Dal mercato arrivano segnali contrastanti: molte aziende stanno usando l’AI in modo massiccio: JP Morgan Chase, la maggiore banca
Usa, la sperimenta in 300 applicazioni, la Bayer ha 700 use cases, nel Nasdaq l’AI ha consentito di ridurre i tempi di verifica di possibili crimini finanziari su un’operazione da 60 a 3 minuti.
Le cautele
Ci sono anche imprese che guardano a questa nuova tecnologia con estrema cautela per l’alto costo di gestione del software e per i rischi di infiltrazioni. Salesforce affronta questi quesiti con modelli settoriali specifici più limitati e meno esposti ai rischi di incursioni di pirati informatici. «Nell’addestramento dei modelli non usiamo i dati dei nostri clienti – precisa Savarese –. Col nuovo co-pilot offriamo uno strumento che può svolgere diversi task in successione: gli posso chiedere di scrivere e mandare una mail e di veicolare la risposta inoltrandola a un’altra piattaforma. Un vero assistente autonomo».
EinsteinGpt di Salesforce è in grado di autoprodurre codici. I programmatori rischiano di rimanere presto disoccupati? Savarese spiega che, anche se l’AI consente di automatizzare molte funzioni, col rischio di ridurre la domanda di lavoro in alcuni settori, il ruolo dell’uomo resterà centrale anche per la necessità di identificare le “allucinazioni” che ogni tanto spuntano nelle risposte dei modelli.

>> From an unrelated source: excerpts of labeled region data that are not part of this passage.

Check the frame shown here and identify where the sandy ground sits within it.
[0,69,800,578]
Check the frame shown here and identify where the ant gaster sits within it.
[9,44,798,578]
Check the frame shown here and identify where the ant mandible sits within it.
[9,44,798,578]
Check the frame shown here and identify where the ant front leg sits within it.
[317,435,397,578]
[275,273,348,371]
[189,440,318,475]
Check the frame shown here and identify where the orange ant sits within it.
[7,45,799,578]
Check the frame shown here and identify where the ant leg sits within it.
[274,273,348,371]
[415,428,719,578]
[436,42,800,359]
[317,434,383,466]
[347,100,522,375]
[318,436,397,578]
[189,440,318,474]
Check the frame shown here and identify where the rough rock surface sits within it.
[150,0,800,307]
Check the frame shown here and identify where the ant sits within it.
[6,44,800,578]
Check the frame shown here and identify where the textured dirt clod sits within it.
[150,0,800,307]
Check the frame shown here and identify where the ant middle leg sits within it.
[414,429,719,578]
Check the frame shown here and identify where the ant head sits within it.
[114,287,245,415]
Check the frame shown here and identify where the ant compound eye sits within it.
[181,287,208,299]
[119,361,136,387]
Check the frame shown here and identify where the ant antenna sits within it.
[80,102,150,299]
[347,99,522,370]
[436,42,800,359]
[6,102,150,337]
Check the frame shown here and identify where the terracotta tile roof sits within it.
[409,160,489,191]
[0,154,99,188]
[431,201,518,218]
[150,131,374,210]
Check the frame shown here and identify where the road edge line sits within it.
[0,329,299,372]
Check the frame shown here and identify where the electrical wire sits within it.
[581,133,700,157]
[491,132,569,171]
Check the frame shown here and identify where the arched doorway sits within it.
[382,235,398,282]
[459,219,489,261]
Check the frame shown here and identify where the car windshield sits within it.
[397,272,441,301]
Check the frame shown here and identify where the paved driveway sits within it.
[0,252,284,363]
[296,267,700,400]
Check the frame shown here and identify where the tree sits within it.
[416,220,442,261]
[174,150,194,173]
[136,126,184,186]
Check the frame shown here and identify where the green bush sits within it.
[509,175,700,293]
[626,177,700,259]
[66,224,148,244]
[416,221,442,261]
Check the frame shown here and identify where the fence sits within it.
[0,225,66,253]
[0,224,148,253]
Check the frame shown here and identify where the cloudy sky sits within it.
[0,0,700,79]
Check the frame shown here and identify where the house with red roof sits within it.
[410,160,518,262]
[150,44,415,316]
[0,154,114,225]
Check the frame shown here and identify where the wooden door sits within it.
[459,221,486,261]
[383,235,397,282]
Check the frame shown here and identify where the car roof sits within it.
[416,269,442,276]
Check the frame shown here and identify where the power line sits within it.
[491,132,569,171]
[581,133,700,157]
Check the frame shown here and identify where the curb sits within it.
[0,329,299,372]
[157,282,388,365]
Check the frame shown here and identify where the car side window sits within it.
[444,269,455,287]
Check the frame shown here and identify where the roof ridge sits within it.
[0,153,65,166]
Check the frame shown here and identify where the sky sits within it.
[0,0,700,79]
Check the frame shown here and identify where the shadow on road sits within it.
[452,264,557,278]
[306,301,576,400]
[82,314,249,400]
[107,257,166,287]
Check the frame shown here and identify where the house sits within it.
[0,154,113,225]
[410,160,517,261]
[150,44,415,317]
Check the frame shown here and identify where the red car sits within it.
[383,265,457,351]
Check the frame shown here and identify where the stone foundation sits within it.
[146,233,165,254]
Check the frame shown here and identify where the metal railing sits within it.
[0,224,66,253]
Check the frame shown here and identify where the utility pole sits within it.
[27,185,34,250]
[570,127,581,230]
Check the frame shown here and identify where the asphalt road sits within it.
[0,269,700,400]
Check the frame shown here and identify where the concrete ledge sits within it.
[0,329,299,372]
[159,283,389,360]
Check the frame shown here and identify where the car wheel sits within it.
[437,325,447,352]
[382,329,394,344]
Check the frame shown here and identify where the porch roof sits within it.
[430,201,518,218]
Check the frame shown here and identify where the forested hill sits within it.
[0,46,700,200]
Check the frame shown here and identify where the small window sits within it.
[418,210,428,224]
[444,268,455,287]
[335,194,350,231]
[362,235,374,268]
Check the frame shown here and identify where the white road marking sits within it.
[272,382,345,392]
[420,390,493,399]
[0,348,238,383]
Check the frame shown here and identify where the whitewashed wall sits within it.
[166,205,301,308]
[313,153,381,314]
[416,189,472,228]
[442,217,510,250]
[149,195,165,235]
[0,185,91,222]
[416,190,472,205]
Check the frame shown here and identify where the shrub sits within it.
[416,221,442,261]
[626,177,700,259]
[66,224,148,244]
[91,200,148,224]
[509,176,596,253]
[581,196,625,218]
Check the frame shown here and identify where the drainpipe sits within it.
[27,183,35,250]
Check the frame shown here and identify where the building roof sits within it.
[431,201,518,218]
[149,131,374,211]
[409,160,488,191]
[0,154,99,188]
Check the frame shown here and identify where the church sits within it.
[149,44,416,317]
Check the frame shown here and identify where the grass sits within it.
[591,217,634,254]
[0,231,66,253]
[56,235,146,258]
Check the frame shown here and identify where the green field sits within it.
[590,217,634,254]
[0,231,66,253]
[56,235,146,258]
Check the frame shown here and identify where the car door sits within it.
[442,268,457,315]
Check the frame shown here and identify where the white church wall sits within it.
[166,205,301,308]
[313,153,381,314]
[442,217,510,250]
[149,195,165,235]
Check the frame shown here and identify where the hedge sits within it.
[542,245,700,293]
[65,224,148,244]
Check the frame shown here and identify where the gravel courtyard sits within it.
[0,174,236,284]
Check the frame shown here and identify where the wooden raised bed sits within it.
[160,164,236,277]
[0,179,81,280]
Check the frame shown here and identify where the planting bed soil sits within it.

Uomo d’impresa, Savarese mantiene la mentalità del ricercatore: conserva un limitato incarico d’insegnamento di robotica a Stanford e pubblica saggi sull’intelligenza artificiale generale (Agi), quella che dovrebbe raggiungere e superare le capacità umane. Arriverà? «È possibile, ma è un traguardo lontano. Per poterci arrivare l’AI, che oggi interagisce solo col mondo digitale, dovrebbe acquisire capacità multisensoriali: avere accesso alla vista, all’udito, al tatto – spiega Savarese –. E qui entra in gioco la robotica. Raggiungere l’embodiment, la comprensione del mondo fisico, è solo il primo requisito. C’è molto altro: l’AI fa affermazioni senza sapere se sono vere o false, non sa distinguere. Non capisce cosa significa mentire, non ha sensibilità morale. Può anche imparare a essere ironica, se addestrata, ma non capisce cosa significa».
Pur con tutti questi limiti, Savarese riconosce che quella dell’AI generativa è una rivoluzione che cambierà le nostre vite e il modo di produrre. «Avevamo sottostimato l’impatto delle grosse reti, gli effetti di scala, la capacità di sistemi che moltiplicano la loro potenza: fanno addirittura salti quantici nella produzione di contenuti», racconta lo scienziato, che continua il suo lavoro di apripista in un’azienda che gli mette a disposizione vaste risorse umane: «A Stanford avevo 20 ricercatori. Qui, non posso dire quanti per regole aziendali, ma parliamo di multipli».
E a preoccuparlo, più che la prospettiva di un’Agi che un domani potrebbe distruggere l’uomo, è il rischio di un uso avventato delle tecnologie già disponibili che, senza “guard rail”, possono sia costruire, sia distruggere: da campagne di disinformazione con effetti politici devastanti all’ingegnerizzazione di batteri resistenti a ogni terapia. «Attenti a non costruire ponti con pilastri non adeguatamente testati, che rischiano di sgretolarsi», conclude Savarese.